旦飘飘走过去,坐在晓笙对面,惊讶地看着边吃面条边流泪的晓笙。
“吃个面也这么感动?”旦飘飘好奇地看着他吃的面。晓笙只顾呼啦啦流眼泪,嗤啦啦吸面条,顾不上跟旦飘飘说话。
“老夫又来了。”仇文也跟过来:“老夫就是人才站专业旁白。”
“你不说你是个八卦精?微薄营销号都没你这么多话。”旦飘飘说。
“不一样,我这是亲眼目睹我才敢说,微薄营销号是收人钱财瞎编,开局一个键盘,结局服务器崩盘。”仇文指着晓笙:“这人得罪了武静。武静给他做了一碗看上去像清汤挂面的螺蛳粉。他毫无防备地吃了第一口,又辣又上瘾,停不下来。他的‘后面’明天就会尝到这碗螺蛳粉的滋味。估计这一个月都没办法从‘后面’掏出任何东西来了。”
“又是武静?这妮子最近暴躁得太反常了。”旦飘飘皱着眉说,“这晓笙不是她的心尖尖?怎么就被他得罪了呢?”
“这可说来话长……”仇文话刚出口,见旦飘飘脸色不好,赶紧改口说:“口头禅而已,不要计较。武静不小心弄断了晓笙一根头发,晓笙非拉着武静要她赔偿,还一口咬定说武静是妒忌他的美貌。”

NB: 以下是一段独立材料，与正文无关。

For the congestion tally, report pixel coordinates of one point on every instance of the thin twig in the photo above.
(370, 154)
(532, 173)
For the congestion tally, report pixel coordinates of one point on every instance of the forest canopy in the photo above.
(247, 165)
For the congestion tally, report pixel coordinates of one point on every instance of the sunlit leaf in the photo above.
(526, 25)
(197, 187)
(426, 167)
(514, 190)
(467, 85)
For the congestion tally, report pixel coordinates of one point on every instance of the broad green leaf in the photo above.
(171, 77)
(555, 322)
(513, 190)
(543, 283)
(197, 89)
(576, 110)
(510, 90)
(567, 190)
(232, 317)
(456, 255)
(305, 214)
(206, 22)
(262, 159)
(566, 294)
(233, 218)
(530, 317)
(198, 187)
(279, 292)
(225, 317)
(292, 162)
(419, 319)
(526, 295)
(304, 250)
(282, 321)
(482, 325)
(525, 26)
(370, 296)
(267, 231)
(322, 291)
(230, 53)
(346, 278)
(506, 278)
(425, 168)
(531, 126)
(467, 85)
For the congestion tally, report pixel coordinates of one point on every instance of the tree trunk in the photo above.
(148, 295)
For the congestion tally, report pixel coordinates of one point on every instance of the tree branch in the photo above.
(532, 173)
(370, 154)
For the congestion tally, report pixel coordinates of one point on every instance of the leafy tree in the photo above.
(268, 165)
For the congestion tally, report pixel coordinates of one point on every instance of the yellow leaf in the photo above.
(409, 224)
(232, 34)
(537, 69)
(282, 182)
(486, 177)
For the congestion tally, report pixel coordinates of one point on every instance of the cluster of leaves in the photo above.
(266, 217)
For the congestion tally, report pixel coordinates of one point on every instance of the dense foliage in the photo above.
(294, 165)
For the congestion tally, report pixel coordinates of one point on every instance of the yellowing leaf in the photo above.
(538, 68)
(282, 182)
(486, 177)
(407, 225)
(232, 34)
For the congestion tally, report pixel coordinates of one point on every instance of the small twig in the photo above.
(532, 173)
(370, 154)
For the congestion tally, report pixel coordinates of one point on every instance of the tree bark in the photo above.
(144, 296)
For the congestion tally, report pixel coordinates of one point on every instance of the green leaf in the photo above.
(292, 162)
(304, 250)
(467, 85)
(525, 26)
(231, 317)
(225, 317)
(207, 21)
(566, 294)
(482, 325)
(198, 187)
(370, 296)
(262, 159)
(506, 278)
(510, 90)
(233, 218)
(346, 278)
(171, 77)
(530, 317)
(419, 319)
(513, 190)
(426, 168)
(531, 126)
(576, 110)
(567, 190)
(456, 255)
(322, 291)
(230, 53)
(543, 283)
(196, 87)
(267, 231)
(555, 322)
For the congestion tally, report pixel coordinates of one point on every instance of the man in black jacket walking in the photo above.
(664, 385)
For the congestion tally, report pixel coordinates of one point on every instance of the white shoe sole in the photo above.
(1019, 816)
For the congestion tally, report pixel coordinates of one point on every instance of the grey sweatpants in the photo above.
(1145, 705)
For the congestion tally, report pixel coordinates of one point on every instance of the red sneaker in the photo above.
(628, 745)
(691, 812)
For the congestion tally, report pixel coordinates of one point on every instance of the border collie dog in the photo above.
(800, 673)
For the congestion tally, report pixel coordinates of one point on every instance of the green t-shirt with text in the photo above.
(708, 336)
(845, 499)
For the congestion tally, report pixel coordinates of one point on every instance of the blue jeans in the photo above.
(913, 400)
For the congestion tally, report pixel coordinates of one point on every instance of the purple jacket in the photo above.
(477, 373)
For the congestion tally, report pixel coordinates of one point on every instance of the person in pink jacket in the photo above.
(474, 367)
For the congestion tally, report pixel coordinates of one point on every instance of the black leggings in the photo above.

“好欠揍。”旦飘飘骂了一句,然后举着小音响,对晓笙说:“这个小玩意,先借给我用一用,给你器材费300元一天。”
“太黑了。”武静走进来说,“我听见于雪球要给你五个亿。你只给他三百块?”
旦飘飘不以为意地说:“这只是个小道具,核心技术主要靠我的脑袋。所以,值钱的是我,不是这个小音响。再说了,我黑,能有你用清汤面骗人黑?”
武静冷笑着说:“他活该。我生平最讨厌自恋狂,普通又自信的不行,这种天菜过于自信也不行,看见就得收拾。说我嫉妒他美貌,实在是太下头了。我为我过去的眼瞎而感到羞愧。”
旦飘飘怜悯地看着吃得一头汗却停不下来的晓笙,发自内心地批评:“武静你这心态不正常。自恋虽然欠揍,但没恋到你头上来,罪不至此。”
“对了。”旦飘飘说,“你们仨,都跟我过来,去给那个于雪球瞧瞧身体,我总觉得这孩子有点毛病,不给他做一次身体检查,我还不放心呢。体检费就算在我们服务费中吧。你们仨一会过去,记得不要跟他玩网络梗。”
这孩子一个梗都听不出来。
正好这会晓笙已经吃完面了,还说不出话,也迈不开步,被仇文和武静一左一右架进了会客厅。
“哎?这不是夏大宇的营养师吗?”于雪球看见晓笙,惊叫起来。
“于总您认识他?太好了,老熟人好办事!他是首席营养师,你必须得信得过他。我们人才站为了安全起见,要对客户做个身体检查,以免我们的服务方案太刺激,客户承受不住,引发各类急性疾病。所以,务必先做体检,供我们参考。”旦飘飘说了一大堆。
于雪球显然没有跟上节奏,想了一会:“你们是要体检吗?你们仪器呢?”
旦飘飘笑着说:“我们都是高端人才,给你做体检还要仪器的话,那还算什么高端?伙计们,上。”
武静饿狼扑羊地扑上去,把耳朵贴在于雪球胸前,屏气凝神地听着。于雪球高大壮实的身躯上,窝着一个娇小玲珑的小美人,那画面……却让于雪球惊恐万分:“你干嘛你干嘛!”
“嘘!”武静制止了于雪球说话:“别说话,影响我听你的心率和血压。”武静边说边拿出一个本子,在上面画着起伏的心电图。
“血压还能听?”于雪球不敢相信。武静又捅了他一下,他乖乖闭嘴不敢说话。
“量体温。”晓笙哑着嗓子,竖起一个食指,看着于雪球面无表情地说。
“卧槽?你要量哪里?”于雪球想逃跑,被武静死死地压在沙发上,他避无可避,哭着问:“你要量腋温还是肛温?”
晓笙还竖着那根食指,问:“你觉得哪里比较准?”
于雪球连声说:“腋底!”
话音未落,晓笙已经架起他左胳膊,把自己的食指夹了进去。
“好变态啊!”仇文感慨着。
于雪球疯狂地点头,表示同意仇文的说法。
这时,仇文掏出一个唢呐:“测肺活量。”
于雪球绝望而顺从地吹这支唢呐。他也没得选择,因为已经塞进嘴里了。
“吹个小跳蛙来听听吧。”仇文点歌。